In the last couple of days, Nigeria was thrown into deep mourning over the death of its highest military command officer, Chief of Army Staff, Ibrahim Attahiru. He and others in senior officers died in a plane crash in Kaduna.
The incident was later trailed with groans and whines particularly, the President Muhammadu Buhari’s absence from the immediate COAS funeral. A show of ingratitude or lack of empathy some have concluded.
But some of protagonists thought otherwise as they pointed out to a similar attitude shown by the previous president, Goodluck Jonathan.
When President Umaru Yar’adua died after a protracted illness and power tussle that followed, the soon to be president did not attend that funeral prayer, they argued.
However, a rather plausible reason given by unidentified sources which got accepted by many was that PMB absence from the funeral prayer was an issue of protocol. That for a president to attend such an occasion a formal notice is required at least 48 hours earlier. This has automatically cleaned the presidency since the funeral prayer occurred only about 24 hours after the accident.

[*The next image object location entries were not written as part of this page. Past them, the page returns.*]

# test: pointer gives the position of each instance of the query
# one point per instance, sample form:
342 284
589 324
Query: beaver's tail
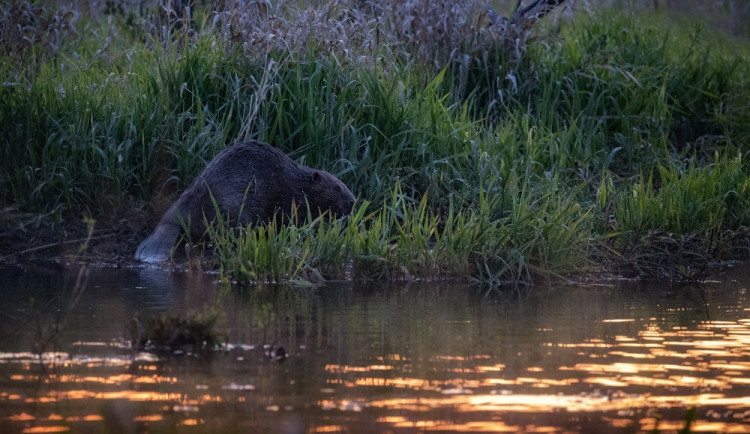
158 246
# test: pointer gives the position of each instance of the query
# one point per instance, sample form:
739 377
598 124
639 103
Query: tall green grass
494 166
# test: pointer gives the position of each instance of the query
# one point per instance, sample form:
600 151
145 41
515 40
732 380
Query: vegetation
600 141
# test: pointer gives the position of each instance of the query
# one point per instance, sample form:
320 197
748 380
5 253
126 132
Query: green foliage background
593 143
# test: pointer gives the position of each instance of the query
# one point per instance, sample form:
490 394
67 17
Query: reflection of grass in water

But, the presidency defense which is a rather less than reasonable have shown that the sources claiming for protocol was on their on. In Garba Shehu words: “I have not spoken to the President on this (absence from COAS burial) but the president is someone who is concerned about the safety and well-being of ordinary Nigerians on the street.”
Why the presidency didn’t adopt the protocol reason which appears to be more plausible is a missed opportunity.

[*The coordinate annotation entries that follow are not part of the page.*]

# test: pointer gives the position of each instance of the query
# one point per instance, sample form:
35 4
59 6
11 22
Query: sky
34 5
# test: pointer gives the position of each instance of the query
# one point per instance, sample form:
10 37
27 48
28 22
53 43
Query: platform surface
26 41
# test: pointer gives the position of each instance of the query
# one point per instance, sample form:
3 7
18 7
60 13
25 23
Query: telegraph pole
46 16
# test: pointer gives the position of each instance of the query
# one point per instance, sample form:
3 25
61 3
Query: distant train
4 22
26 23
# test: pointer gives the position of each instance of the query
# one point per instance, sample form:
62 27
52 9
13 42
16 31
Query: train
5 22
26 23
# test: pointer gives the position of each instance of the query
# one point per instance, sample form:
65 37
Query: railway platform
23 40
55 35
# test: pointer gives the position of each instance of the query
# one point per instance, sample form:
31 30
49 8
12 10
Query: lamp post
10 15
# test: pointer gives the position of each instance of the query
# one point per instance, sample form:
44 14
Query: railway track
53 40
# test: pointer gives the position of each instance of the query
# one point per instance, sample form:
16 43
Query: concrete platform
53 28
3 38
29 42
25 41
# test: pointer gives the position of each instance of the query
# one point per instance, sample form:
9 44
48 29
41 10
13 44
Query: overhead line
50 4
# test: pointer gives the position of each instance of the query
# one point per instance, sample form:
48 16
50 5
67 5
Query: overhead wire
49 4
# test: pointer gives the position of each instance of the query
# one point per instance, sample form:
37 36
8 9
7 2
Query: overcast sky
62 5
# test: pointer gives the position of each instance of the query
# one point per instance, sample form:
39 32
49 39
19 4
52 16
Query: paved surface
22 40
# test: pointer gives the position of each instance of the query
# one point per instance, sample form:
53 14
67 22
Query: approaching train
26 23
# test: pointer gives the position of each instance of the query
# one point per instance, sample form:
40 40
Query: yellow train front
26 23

Plane crashes have been trailed with rumors and conspiracy theories in Nigeria especially when top government officials were involved. Though without much backings by circumstances, this incident that claimed the life COAS and other high ranking officers was not different.

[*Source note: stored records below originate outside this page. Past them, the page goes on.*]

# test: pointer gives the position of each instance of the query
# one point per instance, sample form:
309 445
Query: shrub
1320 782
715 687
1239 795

The first plane crash trailed with controversy that could come to mind was that involving the Sultan of Sokoto Muhammadu Maccido, the deputy governor of Sokoto state, as well as Senator Sule Yari Gandi in 2006.
Senator Gandi was the forefront member of the red chamber who helped defeat a bill that would have allowed the third term agenda of President Olusegun Obasanjo.
So, plane crash involving him at that circumstances gave credence to the conspiracy theory to trend.
Fast forward, six years later, the chopper crash carrying former National Security Adviser Owoye Andrew Azazi and Kaduna State Governor Patrick Yakowa swept the country
Azazi has made several utterances that indicted his own party, the PDP, about terrorism uprising, at that time when the issue of Boko Haram went through the roof, declaring the plane crash that killed him as a set up was therefore conspiracy theory in context.
Why is conspiracy theory so seductive?
According to psychologists, among the reasons for a conspiracy theory is a large-scale incident.
The weight of the incident should be proportional to the reasons behind it, otherwise, the conspiracy theory fills in the void.
For instance, how could the assassination of John F. Kennedy by an assassin who in turn was assassinated by another assassin could said to be lone act by the individual assassins?
About six decades later, the majority of Americans and indeed the rest of the world still harbor a conspiracy theory about the incident.
So for some weighty incidents like the US president assassination, Azazi helicopter crash or now the chief of army incident, our psychological satisfaction demand that there must equally be a large scale reason behind.
Interestingly, there is a green light, because the possibility of conspiracy theory was not ruled out by the explanation of psychologists but rather limited it.